Recueil d’études à (re)consulter ponctuellement, ce livre se prête donc tout aussi bien à une lecture suivie. À l’occasion d’une rencontre organisée à Rome en 2012, S. Panciera rappelait que, comme d’autres avant lui, Alföldy n’avait pas pu mener à terme le projet d’un manuel d’épigraphie qu’il avait en tête[4] : cet ouvrage n’est certes pas un manuel, mais il illustre parfaitement les évolutions qu’il a instiguées et accompagnées dans sa discipline sur près d’un demi-siècle. L’« avenir de l’épigraphie » qu’il esquissait lors du congrès de Rome de 1997 est désormais en partie son présent ; savant polyglotte, Alföldy avait alors attiré l’attention sur le problème de la langue de publication des études et corpus épigraphiques : alors que cette pluralité linguistique est sans cesse plus fragile dans les sciences de l’Antiquité, souhaitons que le choix de publier ce recueil en allemand ne soit pas un obstacle à la réception et à la lecture par les plus jeunes ou les non spécialistes de cette œuvre qui demeurera un jalon essentiel pour l’épigraphie du monde romain.
Notes
[1] La bibliographie de G. Alföldy est consultable sur le site de l’Université de Heidelberg au lien https://www.uni-heidelberg.de/fakultaeten/philosophie/zaw/sag/schriften_alfoeldy.html.
[2] Die römische Gesellschaft. Ausgewählte Beiträge, Stuttgart, 1986 ; Römische Heeresgeschichte. Beiträge 1962-1985, Amsterdam, 1987 ; Die Krise des römischen Reiches. Geschichte, Geschichtsschreibung und Geschichtsbetrachtung. Ausgewählte Beiträge, Stuttgart, 1989 ; Studi sull’epigrafia augustea e tiberiana di Roma, Roma, 1992 ; Städte, Eliten und Gesellschaft in der Gallia Cisalpina. Epigraphisch-historische Untersuchungen, Stuttgart, 1999. Voir aussi Estudios tarraconenses, ed. D. Gorostidi Pi, Tarragona, 2017.

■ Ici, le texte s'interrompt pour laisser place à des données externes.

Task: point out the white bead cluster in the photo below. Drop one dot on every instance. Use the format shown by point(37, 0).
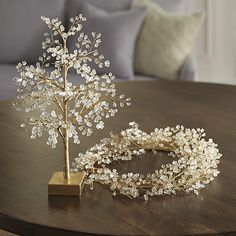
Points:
point(79, 108)
point(194, 165)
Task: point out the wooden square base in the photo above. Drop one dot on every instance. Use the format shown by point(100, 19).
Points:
point(59, 186)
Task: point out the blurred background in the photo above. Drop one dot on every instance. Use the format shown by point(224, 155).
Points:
point(215, 47)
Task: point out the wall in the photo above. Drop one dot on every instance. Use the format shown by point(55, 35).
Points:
point(215, 48)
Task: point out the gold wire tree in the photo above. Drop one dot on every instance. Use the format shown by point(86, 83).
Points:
point(79, 106)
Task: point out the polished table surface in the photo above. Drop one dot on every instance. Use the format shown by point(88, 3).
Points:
point(26, 166)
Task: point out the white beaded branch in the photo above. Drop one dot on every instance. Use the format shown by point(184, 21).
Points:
point(195, 166)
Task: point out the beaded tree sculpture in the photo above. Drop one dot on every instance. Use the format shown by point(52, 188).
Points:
point(79, 107)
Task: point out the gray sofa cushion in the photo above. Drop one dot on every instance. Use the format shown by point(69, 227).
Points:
point(7, 85)
point(119, 31)
point(22, 29)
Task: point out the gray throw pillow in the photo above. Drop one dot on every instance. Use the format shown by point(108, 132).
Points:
point(22, 29)
point(119, 31)
point(165, 41)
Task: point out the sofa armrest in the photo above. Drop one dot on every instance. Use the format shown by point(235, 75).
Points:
point(189, 69)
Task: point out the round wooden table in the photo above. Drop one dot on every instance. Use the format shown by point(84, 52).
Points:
point(26, 166)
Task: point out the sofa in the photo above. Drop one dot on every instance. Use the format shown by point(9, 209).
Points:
point(22, 34)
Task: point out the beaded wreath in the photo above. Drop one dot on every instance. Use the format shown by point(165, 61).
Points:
point(194, 165)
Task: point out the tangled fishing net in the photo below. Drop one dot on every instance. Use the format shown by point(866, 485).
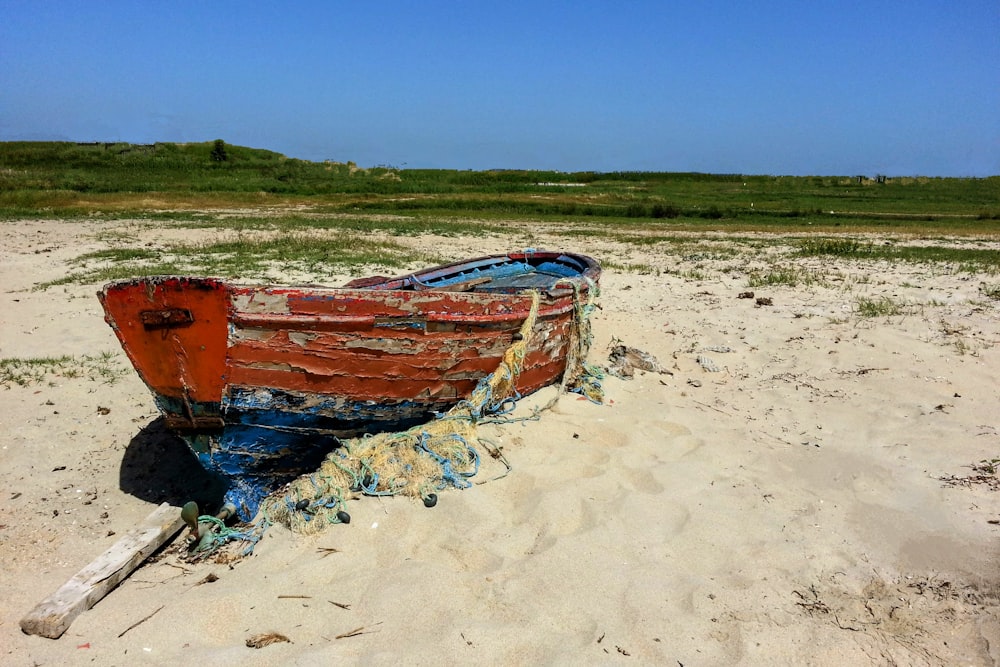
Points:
point(434, 456)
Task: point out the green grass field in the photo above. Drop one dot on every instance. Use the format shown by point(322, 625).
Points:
point(68, 180)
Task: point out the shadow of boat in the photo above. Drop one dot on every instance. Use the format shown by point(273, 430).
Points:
point(159, 468)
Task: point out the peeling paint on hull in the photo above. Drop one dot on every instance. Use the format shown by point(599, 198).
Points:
point(261, 381)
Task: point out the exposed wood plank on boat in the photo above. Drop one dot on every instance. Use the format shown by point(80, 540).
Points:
point(51, 617)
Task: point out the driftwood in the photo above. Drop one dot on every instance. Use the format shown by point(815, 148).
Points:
point(54, 615)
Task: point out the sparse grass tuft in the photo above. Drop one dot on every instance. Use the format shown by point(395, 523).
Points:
point(881, 307)
point(990, 291)
point(104, 368)
point(788, 277)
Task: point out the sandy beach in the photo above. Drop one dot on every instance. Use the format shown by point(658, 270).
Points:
point(775, 498)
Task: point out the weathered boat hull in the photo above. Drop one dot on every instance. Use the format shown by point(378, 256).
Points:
point(262, 381)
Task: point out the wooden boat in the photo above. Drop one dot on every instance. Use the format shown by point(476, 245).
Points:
point(261, 382)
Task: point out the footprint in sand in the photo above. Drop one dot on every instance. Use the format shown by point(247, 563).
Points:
point(671, 441)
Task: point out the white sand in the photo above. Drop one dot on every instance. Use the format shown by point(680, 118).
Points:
point(784, 510)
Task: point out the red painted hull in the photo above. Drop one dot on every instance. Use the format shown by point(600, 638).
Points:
point(261, 381)
point(390, 342)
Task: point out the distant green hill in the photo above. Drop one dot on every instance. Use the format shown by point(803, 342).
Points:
point(70, 177)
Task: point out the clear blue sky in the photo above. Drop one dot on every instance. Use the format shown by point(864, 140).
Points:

[3] Difficile de ne pas rapprocher la photographie de G. Alföldy porté par une grue pour observer l’inscription de l’aqueduc de Ségovie (Abb. 37) et le dessin par J. Friedländer de Th. Mommsen juché sur un cheval pour copier l’inscription du pont de Castel di Sangro (cf. L. Wickert, Theodor Mommsen. Eine Biographie, II, Francfort, 1964, taf. 8).
[4] S. Panciera, in Eredità di un maestro. Géza Alfödly, storico del mondo romano, Rome, 2013, p. 74 ; cf. G. Alföldy in Praktika tou H’ Diethnous Synedriou Hellenikes kai Latinikes Epigraphikes, Athènes, 1987, p. 1-4.